Listen "Personal Identity"
Episode Synopsis
You are the only person who should have control over your identity. Period. No exceptions. No other person, company, or government should be able to constrain or dictate who you are, are allowed to be, how you’re classified or categorized, or what your name is or how it’s styled.
Across regions and cultures, names vary quite significantly. Family names can come first or last. Someone can have more than one given name. Some names have only one character. Some have prefixes or suffixes. Someone’s real name is not the same as their legal name. What seems like merely accent marks on other, more familiar letters to one person are—in fact—completely different letters to others. It should go without saying, someone’s name might consist entirely of characters someone else doesn’t recognize.
Yet every day, people wrangle with infrastructure that fails to acknowledge who they are by questioning or denying their identity. Their gender isn’t listed on an intake form, or a false choice of gender is presented. Maybe there’s no valid entry for a supposed required field. Some characters in their name are prohibited. Maybe their name is on a list of words not allowed at all.
There may be nothing more frustrating than a website that determines your own name is invalid. There are no excuses for not acknowledging who people say they are. They are the only authority on the matter.
If this doesn’t matter to you, first acknowledge that you are privileged in that your identity is considered normal. Your name, your gender, and all other attributes about yourself are what the world around you easily recognizes. Next, make sure any systems you control or can influence can accommodate everyone else.
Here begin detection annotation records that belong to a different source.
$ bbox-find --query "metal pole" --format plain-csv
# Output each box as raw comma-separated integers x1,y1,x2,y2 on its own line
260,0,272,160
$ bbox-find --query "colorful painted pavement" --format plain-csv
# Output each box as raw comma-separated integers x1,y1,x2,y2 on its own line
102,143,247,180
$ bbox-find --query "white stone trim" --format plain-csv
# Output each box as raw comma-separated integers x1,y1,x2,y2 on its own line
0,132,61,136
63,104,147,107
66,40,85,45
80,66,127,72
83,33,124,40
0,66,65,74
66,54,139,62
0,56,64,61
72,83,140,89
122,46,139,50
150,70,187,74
If you or your company has any desire to accommodate people different from you, if you build forms or assemble database entries of people, just get this one thing right. It is the most basic, fundamental human right we have: to be recognized exactly as we are.
You can’t argue with people about their identities. Instead, restructure your systems (or your own brain if necessary) to work for everyone. If your company or entity can’t handle this, then I don’t have faith in any accessibility feature you support. This is the most important accessibility feature.